Natural Financial Planning January 26
I was busy last few weeks. I’m sure you, my readers would have noticed, since there wasn’t any update after 8th January. To say that my hands are full would be an understatement. At the beginning of the year, I sketched a mind map of all the things I’m currently involved in and/or need my attention. It wasn’t a pretty picture. I knew if I wanted to do all the things I have in mind, I needed help.
An so I got myself the book titled “Getting Thing Done” by David Allen. I found out about it on someone’s blog, can’t remember which one, and later I found myself browsing through the book at the book store. My interest was piqued because especially when David mentioned that if we don’t have a system to manage our “stuff”, stuff meaning anything that need our attention, big or small, then it would be hard to move on to big picture things. This is because our subconscious mind have so much to deal with, it tells itself, I don’t have the time. So higher level, big picture things like financial goals etc don’t get accomplish. In fact, you don’t stand much chance of ever getting them because of the stuff that comes at you. So David advocated handling the small properly before we handle big picture, life changing stuff. Ok, so I get the book, and reached the part about natural planning, which I’m about to go into.

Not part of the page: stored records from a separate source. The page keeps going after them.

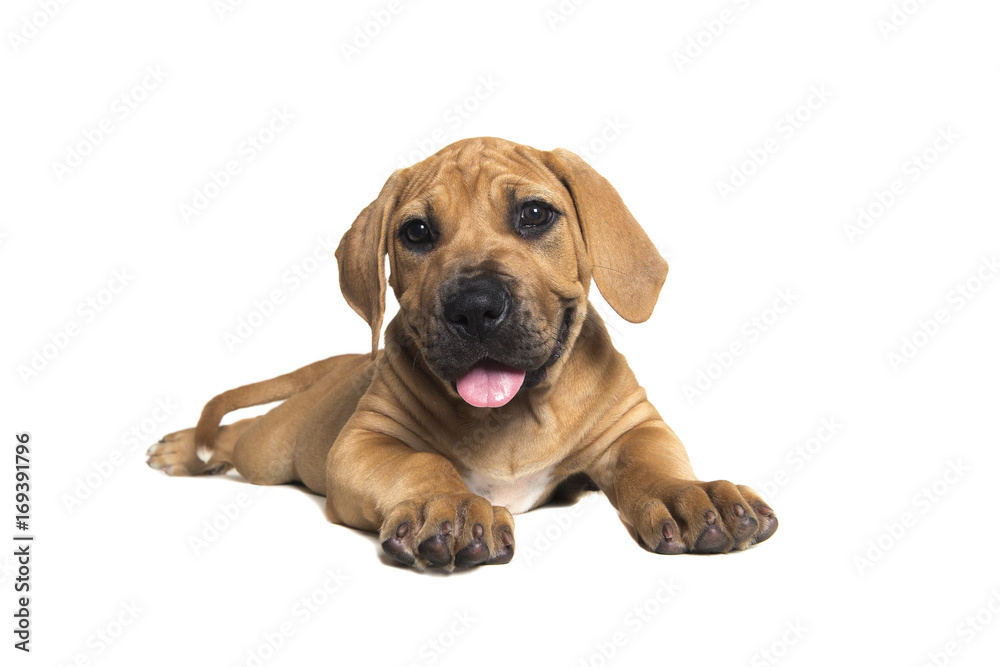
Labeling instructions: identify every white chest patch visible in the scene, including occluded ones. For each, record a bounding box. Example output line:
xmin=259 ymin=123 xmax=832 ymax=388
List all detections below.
xmin=462 ymin=469 xmax=552 ymax=514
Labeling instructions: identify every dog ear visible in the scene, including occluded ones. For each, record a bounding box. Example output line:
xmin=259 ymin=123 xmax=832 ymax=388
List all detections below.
xmin=548 ymin=148 xmax=667 ymax=322
xmin=336 ymin=170 xmax=401 ymax=359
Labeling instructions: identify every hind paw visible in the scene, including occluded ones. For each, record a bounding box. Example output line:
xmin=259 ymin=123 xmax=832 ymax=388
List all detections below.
xmin=146 ymin=428 xmax=232 ymax=477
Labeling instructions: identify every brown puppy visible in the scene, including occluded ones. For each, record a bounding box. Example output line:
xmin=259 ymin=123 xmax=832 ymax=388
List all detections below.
xmin=149 ymin=138 xmax=778 ymax=569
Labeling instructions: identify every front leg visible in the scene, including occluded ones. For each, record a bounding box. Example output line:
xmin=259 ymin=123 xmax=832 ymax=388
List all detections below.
xmin=589 ymin=422 xmax=778 ymax=554
xmin=326 ymin=426 xmax=514 ymax=570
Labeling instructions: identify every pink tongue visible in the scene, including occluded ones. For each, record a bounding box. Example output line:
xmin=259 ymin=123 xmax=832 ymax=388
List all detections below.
xmin=456 ymin=361 xmax=524 ymax=408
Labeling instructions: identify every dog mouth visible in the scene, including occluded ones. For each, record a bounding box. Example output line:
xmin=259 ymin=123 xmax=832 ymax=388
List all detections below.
xmin=453 ymin=308 xmax=574 ymax=408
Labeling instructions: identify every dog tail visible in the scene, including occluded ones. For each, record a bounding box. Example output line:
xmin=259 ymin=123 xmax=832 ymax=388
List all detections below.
xmin=194 ymin=357 xmax=339 ymax=463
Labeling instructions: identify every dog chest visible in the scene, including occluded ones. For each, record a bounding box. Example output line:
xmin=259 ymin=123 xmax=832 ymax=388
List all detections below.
xmin=462 ymin=469 xmax=552 ymax=514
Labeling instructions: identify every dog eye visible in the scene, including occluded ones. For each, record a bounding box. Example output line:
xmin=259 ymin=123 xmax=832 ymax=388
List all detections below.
xmin=402 ymin=220 xmax=433 ymax=246
xmin=518 ymin=201 xmax=555 ymax=228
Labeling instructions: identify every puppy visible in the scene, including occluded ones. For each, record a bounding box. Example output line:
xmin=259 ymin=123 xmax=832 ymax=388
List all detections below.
xmin=149 ymin=138 xmax=778 ymax=570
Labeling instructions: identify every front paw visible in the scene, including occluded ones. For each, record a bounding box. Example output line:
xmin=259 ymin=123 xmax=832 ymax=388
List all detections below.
xmin=622 ymin=481 xmax=778 ymax=554
xmin=379 ymin=493 xmax=514 ymax=571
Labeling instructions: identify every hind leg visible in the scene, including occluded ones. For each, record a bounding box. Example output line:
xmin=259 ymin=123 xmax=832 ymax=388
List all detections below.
xmin=146 ymin=417 xmax=258 ymax=477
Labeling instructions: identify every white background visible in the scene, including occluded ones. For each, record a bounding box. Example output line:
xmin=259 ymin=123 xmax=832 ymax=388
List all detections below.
xmin=0 ymin=0 xmax=1000 ymax=667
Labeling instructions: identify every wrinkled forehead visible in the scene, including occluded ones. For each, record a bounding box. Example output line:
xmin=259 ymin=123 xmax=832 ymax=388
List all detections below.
xmin=397 ymin=143 xmax=566 ymax=218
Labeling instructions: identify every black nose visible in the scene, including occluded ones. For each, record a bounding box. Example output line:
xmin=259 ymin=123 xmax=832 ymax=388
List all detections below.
xmin=444 ymin=276 xmax=510 ymax=341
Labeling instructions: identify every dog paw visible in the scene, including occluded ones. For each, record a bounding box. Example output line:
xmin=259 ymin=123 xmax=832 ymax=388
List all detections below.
xmin=379 ymin=493 xmax=514 ymax=572
xmin=146 ymin=428 xmax=232 ymax=477
xmin=622 ymin=481 xmax=778 ymax=554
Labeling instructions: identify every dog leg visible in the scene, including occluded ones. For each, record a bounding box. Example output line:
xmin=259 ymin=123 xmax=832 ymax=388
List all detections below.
xmin=326 ymin=431 xmax=514 ymax=571
xmin=146 ymin=417 xmax=257 ymax=477
xmin=591 ymin=423 xmax=778 ymax=554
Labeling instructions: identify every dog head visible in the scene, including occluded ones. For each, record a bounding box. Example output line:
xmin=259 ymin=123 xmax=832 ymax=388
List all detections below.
xmin=337 ymin=138 xmax=667 ymax=407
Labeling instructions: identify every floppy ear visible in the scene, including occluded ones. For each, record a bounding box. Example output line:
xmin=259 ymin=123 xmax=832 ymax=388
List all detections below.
xmin=548 ymin=148 xmax=667 ymax=322
xmin=336 ymin=170 xmax=399 ymax=359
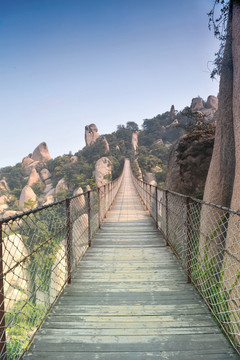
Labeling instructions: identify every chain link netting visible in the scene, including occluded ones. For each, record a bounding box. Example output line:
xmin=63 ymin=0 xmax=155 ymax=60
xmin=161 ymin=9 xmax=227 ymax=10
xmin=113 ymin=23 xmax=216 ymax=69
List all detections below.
xmin=133 ymin=173 xmax=240 ymax=352
xmin=0 ymin=176 xmax=122 ymax=360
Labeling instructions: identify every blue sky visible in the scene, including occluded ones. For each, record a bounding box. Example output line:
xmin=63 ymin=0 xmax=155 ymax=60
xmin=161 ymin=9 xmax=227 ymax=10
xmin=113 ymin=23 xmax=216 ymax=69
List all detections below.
xmin=0 ymin=0 xmax=218 ymax=167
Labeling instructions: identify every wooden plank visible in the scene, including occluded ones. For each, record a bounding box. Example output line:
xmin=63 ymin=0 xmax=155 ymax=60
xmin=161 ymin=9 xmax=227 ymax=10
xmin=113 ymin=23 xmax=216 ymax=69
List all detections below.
xmin=24 ymin=161 xmax=239 ymax=360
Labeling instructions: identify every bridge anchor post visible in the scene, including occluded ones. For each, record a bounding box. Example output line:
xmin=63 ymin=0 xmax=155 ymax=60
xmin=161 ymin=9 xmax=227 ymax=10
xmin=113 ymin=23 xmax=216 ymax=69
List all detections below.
xmin=0 ymin=223 xmax=7 ymax=360
xmin=186 ymin=197 xmax=192 ymax=284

The reason I’m writing about natural planning is financial planning is also a part of planning, right? Hope you said right. Anyway, after reading what David wrote in his book, planning should be something that is easy because the mind naturally plans thing all the time. The steps are as follow:-
1. Define the purpose
2. What is the outcome you want to see
3. Brainstorm your options
4. Organize the plan
5. Identifying your next action steps
The example given in the book is to plan for a dinner out. The intention of having dinner outside, is the purpose and it triggers your internal planning process automatically. The boundaries of your plan are your principles or values for example your budget, location, service, convenience etc. While you are considering all that, you visualize the place and how the evening would turn out. This vision of what you imagine, is the outcome that you wanted when you decided to have dinner. Next your mind would automatically brainstorm the options including possible problems like what to wear, is the place open, is it going to be crowded etc. This part according to David Allen is the “how” part. Next, you being to organize your plan like making the necessary call to the restaurants, checking prices, availability, confirming with the friends you are going to invite. Finally after all that, your next action will be to confirm the reservation. This is how we plan and we know it automatically.
Paraphrasing what was written
“you have an urge to make something happen, you image the results you wanted, you brainstorm about relevant ideas, you sort though those ideas, and define a physical action to make it a reality”
I’m sure you already know what I’m getting at. You can use the same method to set financial goals. Say you want to save $ 10,000 by the end of the year. The boundaries of you plan will be your principles i.e you are not going to steal to get the money, or sell drugs or do something illegal, or gamble, so it is going to be legal. Or if one of your options is to gamble, then you hare already brainstorm that as an option
Next your options could be working a second job, to cut your expenses and anything else that comes up. After organizing your thoughts and options and selecting the best possible option, you would write down the necessary actions to take.
Most of us do, which is to think “how” we are going to save $ 10,000 before really deciding on the purpose and actually visualizing the outcome. Then we don’t follow through on the next action implementation part. That a possible reason, most of us don’t succeed. Why not try this out for a change. It might work for you.